Ericha Nix, a wildlife biologist at the Alabama Division of Wildlife and Freshwater Fisheries in the Department of Natural Resources and Conservation, said she had recently received three calls about the vultures. Exactly why they’re here is a mystery, she said, but it’s not coincidence.
“If you have a reason for them to be there, you’ll have a large concentration,” Nix said.
For instance Union Springs, which has a chicken processing plant, harbors a sizeable population of the birds. But Nix isn’t sure what could be attracting them to Cleburne County unless it’s perhaps a large amount of gut piles left by hunters.
“When they show up they’re usually looking for a comfortable place to roost,” Nix said. “Usually there’s a food source a few miles from where they roost.”
Billy Powell, executive vice president of the Alabama Cattlemen’s Association, said black vultures have become a problem in Alabama’s Tennessee Valley area because they like to roost on the metal power poles on the dams.
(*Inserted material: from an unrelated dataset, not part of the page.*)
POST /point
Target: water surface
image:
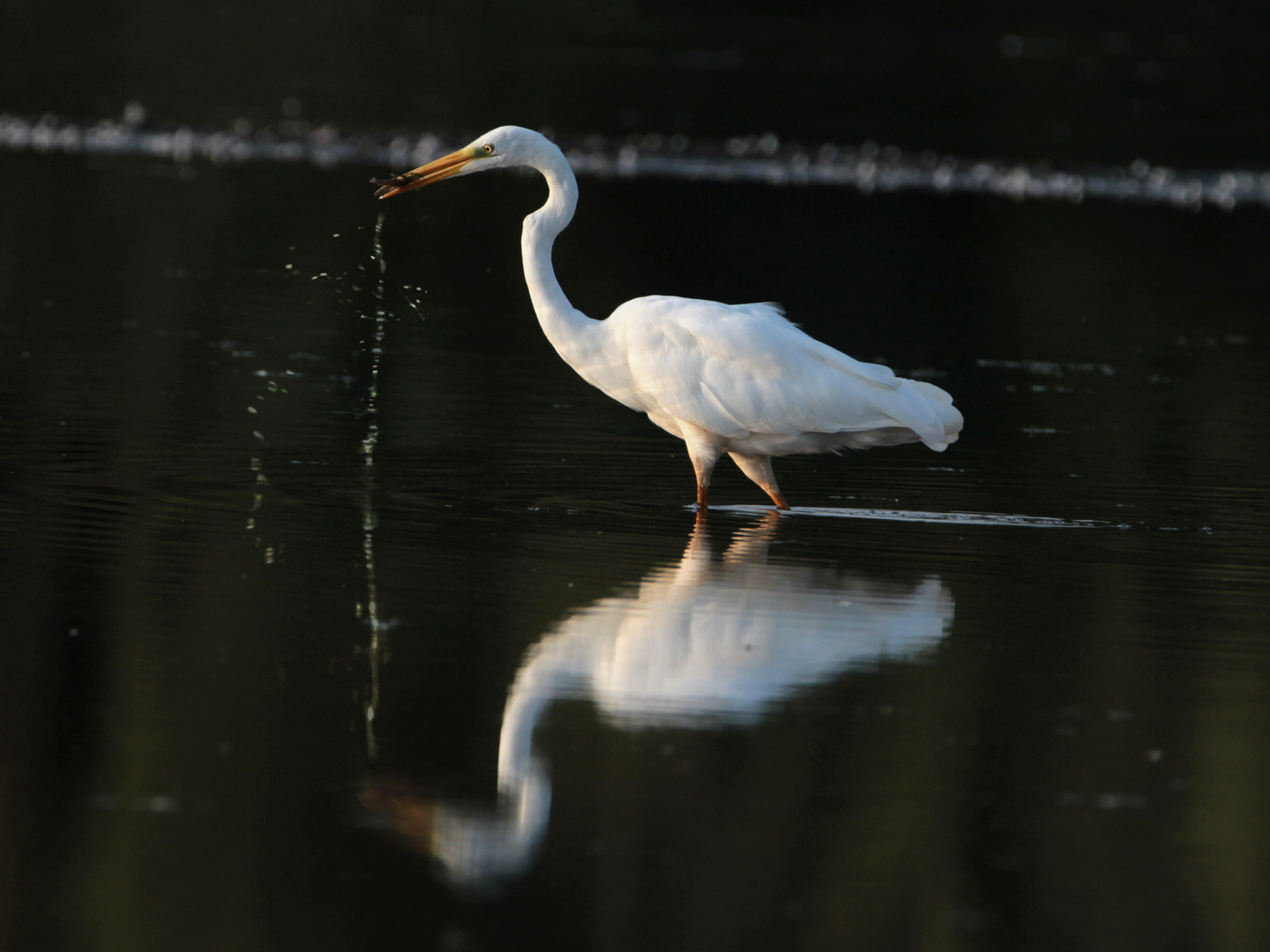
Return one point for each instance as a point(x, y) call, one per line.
point(267, 475)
Their numbers have increased to the point that the birds will attack newly born calves to get enough to eat.
“They would kill the calf while it was being delivered or shortly thereafter,” Powell said.
In his research to help his members handle the problem, Powell discovered the vultures are a protected species under the U.S. Migratory Bird Species Act.
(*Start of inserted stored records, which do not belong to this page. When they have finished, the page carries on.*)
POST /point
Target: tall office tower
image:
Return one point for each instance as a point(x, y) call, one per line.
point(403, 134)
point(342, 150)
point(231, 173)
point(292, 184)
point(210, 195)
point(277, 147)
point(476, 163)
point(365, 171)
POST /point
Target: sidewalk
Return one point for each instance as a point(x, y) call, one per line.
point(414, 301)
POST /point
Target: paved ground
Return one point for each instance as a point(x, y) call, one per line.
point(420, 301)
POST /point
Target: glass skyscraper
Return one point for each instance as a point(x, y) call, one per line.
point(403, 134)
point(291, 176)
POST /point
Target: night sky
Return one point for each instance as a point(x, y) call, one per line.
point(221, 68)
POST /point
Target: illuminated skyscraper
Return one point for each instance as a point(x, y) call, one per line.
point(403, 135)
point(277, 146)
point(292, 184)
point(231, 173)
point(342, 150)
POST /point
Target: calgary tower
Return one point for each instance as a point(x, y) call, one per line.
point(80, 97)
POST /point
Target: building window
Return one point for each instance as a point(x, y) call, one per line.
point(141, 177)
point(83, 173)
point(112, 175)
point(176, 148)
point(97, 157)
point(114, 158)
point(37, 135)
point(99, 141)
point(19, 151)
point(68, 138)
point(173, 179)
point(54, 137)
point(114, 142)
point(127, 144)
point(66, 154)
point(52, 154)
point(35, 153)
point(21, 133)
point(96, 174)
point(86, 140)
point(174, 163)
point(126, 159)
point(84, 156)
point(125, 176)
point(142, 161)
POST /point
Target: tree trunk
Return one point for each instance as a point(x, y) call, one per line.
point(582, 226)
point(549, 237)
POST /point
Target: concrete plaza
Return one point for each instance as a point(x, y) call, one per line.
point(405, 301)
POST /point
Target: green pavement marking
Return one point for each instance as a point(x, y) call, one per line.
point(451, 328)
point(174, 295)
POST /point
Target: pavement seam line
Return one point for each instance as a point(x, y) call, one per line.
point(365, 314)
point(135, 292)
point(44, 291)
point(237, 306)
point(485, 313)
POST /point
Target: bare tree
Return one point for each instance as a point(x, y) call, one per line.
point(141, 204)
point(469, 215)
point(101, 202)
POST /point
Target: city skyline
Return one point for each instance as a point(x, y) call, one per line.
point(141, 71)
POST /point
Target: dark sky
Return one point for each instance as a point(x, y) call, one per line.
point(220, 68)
“It’s illegal to shoot them,” Powell said.
However, he said, the farmers who are having problems can contact the state or federal game warden to apply for a permit to kill the birds after they have tried nonlethal methods to get rid of them.
Michael Avery, a wildlife biologist at the Florida Field Station of Wildlife Services Research, said depending on the type of vulture, the birds in Cleburne County could be migrating because of the cold weather.
Turkey vultures, with red heads, will migrate south for the winter. Black vultures, with dark grey heads, more typically stay in the same area.
He said most complaints come because of the birds roosting on buildings or cell towers.
Avery said the birds will roost in packs even on the roofs of homes. It can be a little disconcerting to a homeowner to come out and find a flock of vultures in their yard, Avery said.
“They can be kind of scary looking,” he said. “And they do stink. They’ll be pooping all over the place and they regurgitate the things they can’t digest.”
In addition, the birds are attracted to rubbery things and will tear up roof shingles, window caulk and weatherstripping, Avery said.
There are a number of ways to discourage the vultures from roosting on roofs. Setting off firecrackers or making some other loud noises could scare them off, he said. Some more permanent measures include spike strips that are installed to keep birds from landing on the roof, an electric track that shocks the birds when they touch it or motion-activated sprinklers if they’re landing in yards or patios.
“One of the best ways is to hang up an effigy,” Avery said.
Not a burning doll depicting a politician — a dead vulture that has been preserved by a taxidermist.
“You hang it upside down and it works like a charm,” he said.